The PERM Rule, sensitive to the need of home-grown workers, involves complex and sometimes confusing guidance that is used in the adjudication process, and denials will issue when employers fall astray. Based on recent trends, employers are likely to encounter objections if they do not adequately document why U.S. job applicants cannot acquire the skills necessary to perform the job during a reasonable period of on-the-job training.
Although the term 'reasonable', not defined by law, is generally understood to mean specific skills such as diverse IT technologies which are easily adaptable by otherwise qualified workers or cross industry management positions. In 2019, DOL audits often requested documentation from employers to prove that U.S. workers who were rejected could not have been deemed qualified with a reasonable period of on-the-job training.

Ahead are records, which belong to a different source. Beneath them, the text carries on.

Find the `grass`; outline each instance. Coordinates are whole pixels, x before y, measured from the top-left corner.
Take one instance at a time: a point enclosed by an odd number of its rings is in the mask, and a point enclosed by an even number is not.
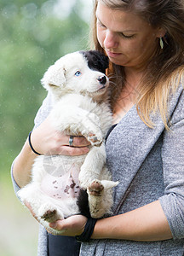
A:
[[[0,173],[0,198],[1,256],[37,255],[38,224],[16,198],[10,175]]]

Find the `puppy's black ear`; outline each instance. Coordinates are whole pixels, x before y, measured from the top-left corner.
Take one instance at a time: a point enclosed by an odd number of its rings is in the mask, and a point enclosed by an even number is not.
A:
[[[62,58],[58,60],[54,65],[50,66],[44,73],[41,83],[46,90],[49,90],[49,88],[53,86],[62,87],[65,85],[66,70],[61,59]]]
[[[106,69],[109,66],[109,59],[103,53],[97,50],[81,51],[88,61],[90,69],[106,73]]]

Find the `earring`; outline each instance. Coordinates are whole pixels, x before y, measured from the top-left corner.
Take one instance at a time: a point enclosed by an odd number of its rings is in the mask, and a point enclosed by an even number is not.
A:
[[[164,48],[164,42],[163,42],[162,37],[160,37],[160,48],[161,48],[161,49]]]

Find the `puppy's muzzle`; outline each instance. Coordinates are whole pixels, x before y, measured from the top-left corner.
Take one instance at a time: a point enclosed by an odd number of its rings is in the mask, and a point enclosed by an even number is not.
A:
[[[101,76],[97,79],[97,80],[100,82],[101,84],[105,84],[106,83],[106,77]]]

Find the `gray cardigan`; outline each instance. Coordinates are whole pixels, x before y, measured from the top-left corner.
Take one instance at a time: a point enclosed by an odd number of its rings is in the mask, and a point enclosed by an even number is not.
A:
[[[35,125],[52,108],[49,95],[38,111]],[[134,106],[110,133],[106,141],[107,165],[114,180],[121,183],[114,192],[113,212],[127,212],[159,200],[173,239],[141,242],[124,240],[91,240],[83,243],[82,256],[183,255],[184,254],[184,93],[181,85],[170,96],[171,116],[166,131],[161,118],[147,127]],[[19,189],[13,178],[15,191]],[[38,255],[47,255],[47,236],[40,228]]]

Although it is not easy to prove a negative, employers may be able to provide detailed statements, with or without corroborating documentation, to prove the inability to train within a reasonable period of time. In one case decided by the Board of Alien Labor Certification Appeals, Kentrox, Inc., 2012-PER-038 (May 22, 2014), the employer provided a detailed explanation of technical matters involved in the firm's products that would prevent the firm from training a new worker. The employer's statement was accepted as sufficient documentary evidence to meet the burden of proof. But since this case was decided during a period of historic low unemployment, it may be assumed that the employer's opinion in a period of high unemployment will be more strictly construed.
Another more familiar part of the PERM Rule relates to the consideration of US job applicants who do not meet the stated minimum requirements but may be able to perform the job duties in a minimally qualified manner based on a combination of experience, education, and training. This notion is deeply imbedded in labor certification practice and often quoted as official DOL policy.
Often overlooked is an important reference material called the Revised November 2009 Employment and Training Administration Employment and Prevailing Wage Determination Policy Guidance. This memorandum, which should be on the desktop of every PERM stakeholder, is replete with reference to all sorts of training.
In conclusion, when conducting PERM recruitment, all U.S. workers who should be granted the benefit of the doubt when determining qualifications, and employers must explain why they cannot be trained within a reasonable period. And employers dare not forget that the name of the federal agency reviewing their PERM applications is the Employment and Training Administration.